After trying physical therapy and other treatments, Calhoun underwent a two-hour surgery last Monday in New York. It involved removing a large disk fragment that had been pressing on a spinal nerve. The surgeons decompressed the area around the nerve.
“Yesterday, I walked a couple miles and probably did a little too much,” he said Monday. But more importantly, I’m trying to recapture my body a little bit again, because I feel I like I’ve kind of lost it. But, once we get around game time, I’ll be fine.”
Former Virginia coach Dave Leitao, who played for Calhoun at Northeastern and coached under him at UConn, said those who speculated those back problems meant Calhoun had coached his last game, just don’t understand the man.
Calhoun, Leitao pointed out, broke several ribs during a crash while participating in a charity bicycle event in 2009, and got up and rode several more miles to finish the event.
“He is by far the best competitor I’ve been around,” Leitao said. “It could be a Big East championship. It could be getting healthy. It could be a lot of things. He’s gonna compete and he’s going to win whatever challenge is in front of him, and he’s not going to allow a back in this case (to) dictate when he feels most comfortable stepping down.”
But Leitao said that is also the Catch 22 with Calhoun. There is always another challenge.
Calhoun has said that he did not retire after his third national title last year in large part because he wanted to see through NCAA sanctions that resulted from recruiting violations in his program. He was suspended for three games at the start of the Big East season, and didn’t want another coach to serve that penalty.
Now, the team faces a possible banishment from the 2013 NCAA tournament because of past academic problems. Retiring also would likely leave Calhoun in sixth place on the all-time wins list, where he is just five behind legend Adolph Rupp.
“So, the most perplexing thing for people that are close to him is, what is the scenario?” Leitao said. “Should he ride off into the sunset winning the national championship as they did last year and things are going very well, or do you want to see through things like the APR or NCAA sanctions or even having a bad year.
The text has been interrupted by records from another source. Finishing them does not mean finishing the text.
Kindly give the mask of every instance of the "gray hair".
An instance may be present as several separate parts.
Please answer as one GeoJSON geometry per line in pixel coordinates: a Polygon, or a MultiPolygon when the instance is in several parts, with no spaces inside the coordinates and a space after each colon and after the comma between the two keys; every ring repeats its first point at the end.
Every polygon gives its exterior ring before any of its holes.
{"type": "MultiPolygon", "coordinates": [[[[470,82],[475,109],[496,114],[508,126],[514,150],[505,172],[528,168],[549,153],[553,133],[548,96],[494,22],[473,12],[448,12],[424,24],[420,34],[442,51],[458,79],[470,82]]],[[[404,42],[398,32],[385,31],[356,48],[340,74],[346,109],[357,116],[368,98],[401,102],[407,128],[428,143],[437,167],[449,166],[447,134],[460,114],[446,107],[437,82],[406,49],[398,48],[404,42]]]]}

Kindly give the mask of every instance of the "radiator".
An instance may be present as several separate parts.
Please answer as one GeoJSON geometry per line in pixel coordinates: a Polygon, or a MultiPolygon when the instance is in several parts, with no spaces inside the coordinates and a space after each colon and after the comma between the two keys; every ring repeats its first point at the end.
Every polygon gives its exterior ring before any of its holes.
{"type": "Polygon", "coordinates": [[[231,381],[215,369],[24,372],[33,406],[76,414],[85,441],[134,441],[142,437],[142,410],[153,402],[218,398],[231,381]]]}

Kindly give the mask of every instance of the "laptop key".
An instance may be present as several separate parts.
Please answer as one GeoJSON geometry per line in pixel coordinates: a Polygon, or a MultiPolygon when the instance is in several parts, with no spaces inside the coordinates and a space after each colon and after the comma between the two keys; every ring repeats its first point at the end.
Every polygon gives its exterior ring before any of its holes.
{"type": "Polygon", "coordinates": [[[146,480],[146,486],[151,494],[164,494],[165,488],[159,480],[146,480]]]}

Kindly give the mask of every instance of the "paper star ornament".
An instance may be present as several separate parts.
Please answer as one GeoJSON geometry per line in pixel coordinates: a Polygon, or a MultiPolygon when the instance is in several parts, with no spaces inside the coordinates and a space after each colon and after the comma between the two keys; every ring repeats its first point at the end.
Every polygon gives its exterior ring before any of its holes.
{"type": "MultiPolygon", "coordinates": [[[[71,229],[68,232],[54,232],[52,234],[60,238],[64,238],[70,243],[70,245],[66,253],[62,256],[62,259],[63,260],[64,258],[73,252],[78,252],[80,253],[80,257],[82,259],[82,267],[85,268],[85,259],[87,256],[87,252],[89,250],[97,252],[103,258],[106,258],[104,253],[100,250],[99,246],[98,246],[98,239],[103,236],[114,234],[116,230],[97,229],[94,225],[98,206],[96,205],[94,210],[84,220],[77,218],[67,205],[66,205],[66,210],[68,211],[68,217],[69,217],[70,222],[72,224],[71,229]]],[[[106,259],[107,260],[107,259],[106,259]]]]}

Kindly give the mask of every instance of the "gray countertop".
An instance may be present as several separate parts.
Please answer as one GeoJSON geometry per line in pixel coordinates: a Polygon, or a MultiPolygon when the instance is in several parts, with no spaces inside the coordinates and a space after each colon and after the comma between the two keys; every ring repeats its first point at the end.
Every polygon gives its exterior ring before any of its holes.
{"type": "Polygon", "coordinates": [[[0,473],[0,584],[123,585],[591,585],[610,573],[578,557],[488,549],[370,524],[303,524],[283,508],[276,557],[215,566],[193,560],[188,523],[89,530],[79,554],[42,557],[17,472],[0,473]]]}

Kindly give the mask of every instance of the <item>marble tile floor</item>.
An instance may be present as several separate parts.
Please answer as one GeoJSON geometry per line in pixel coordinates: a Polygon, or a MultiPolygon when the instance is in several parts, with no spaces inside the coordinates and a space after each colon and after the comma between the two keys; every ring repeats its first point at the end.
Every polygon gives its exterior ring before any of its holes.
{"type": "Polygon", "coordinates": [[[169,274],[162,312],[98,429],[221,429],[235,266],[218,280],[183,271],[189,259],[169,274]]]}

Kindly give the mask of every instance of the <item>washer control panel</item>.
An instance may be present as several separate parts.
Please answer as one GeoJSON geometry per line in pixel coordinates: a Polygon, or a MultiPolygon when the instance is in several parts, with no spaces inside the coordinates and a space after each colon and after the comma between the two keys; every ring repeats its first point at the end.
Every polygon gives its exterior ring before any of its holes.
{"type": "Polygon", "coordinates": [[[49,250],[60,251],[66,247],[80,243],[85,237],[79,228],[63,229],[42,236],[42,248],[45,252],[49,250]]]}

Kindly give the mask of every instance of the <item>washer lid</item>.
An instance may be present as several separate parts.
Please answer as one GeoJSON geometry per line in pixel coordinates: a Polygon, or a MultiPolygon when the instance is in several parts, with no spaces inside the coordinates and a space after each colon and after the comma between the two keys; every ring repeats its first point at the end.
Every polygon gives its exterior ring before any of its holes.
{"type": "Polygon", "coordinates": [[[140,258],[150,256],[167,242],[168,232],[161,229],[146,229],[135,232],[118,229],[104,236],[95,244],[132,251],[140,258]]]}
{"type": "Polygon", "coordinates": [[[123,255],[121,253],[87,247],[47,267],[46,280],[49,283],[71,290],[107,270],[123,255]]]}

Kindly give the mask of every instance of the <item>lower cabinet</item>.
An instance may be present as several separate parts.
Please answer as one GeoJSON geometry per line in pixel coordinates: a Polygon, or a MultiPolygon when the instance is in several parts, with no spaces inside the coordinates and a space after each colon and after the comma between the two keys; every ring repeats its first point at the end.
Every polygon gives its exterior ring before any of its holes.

Do you want to leave on that note?”
George Blaney, the longtime assistant who led UConn to a 3-5 record during Calhoun’s latest absence, said he knows his friend’s heart is still in the game.
“That’s why we’ve gotten along for 40 years. There is no way that I could get along with Jim Calhoun for 40 years and no way he could get along with me for 40 years except that we love to be in the gym,” he said. “It’s something that’s part of us. I know both of us want to keep coaching. Whether or not we can keep coaching is always up in the air.”
If Calhoun has decided what his future holds, he hasn’t made that decision public. But those who know him best all say they would be surprised if he walks away now.
“I can’t ever see coach leaving,” said Walker, now in the NBA with the Charlotte Bobcats. “He’s such a strong guy mentally. I think he’ll overcome everything he’s going through right now.”
Calhoun said he’s not returning for trophies or praise or “anything else.” What motivates him, he said, is “being around the kids and knowing what the game did for me and knowing what it is going to eventually do for a lot of these kids and watching their growth.”
“I got a chance to watch some of it from a distance,” he said. “I didn’t like that, obviously. It’s hard to do. So, I want to be back near them.”
The feeling is mutual.
“He didn’t have to come back,” UConn forward Jeremy Lamb said. “He still needs rest and stuff. But he decided to come back and be with us and give us all he’s got, so I think that meant a lot to the team.
“So, all we can do for him is play as hard as we can.”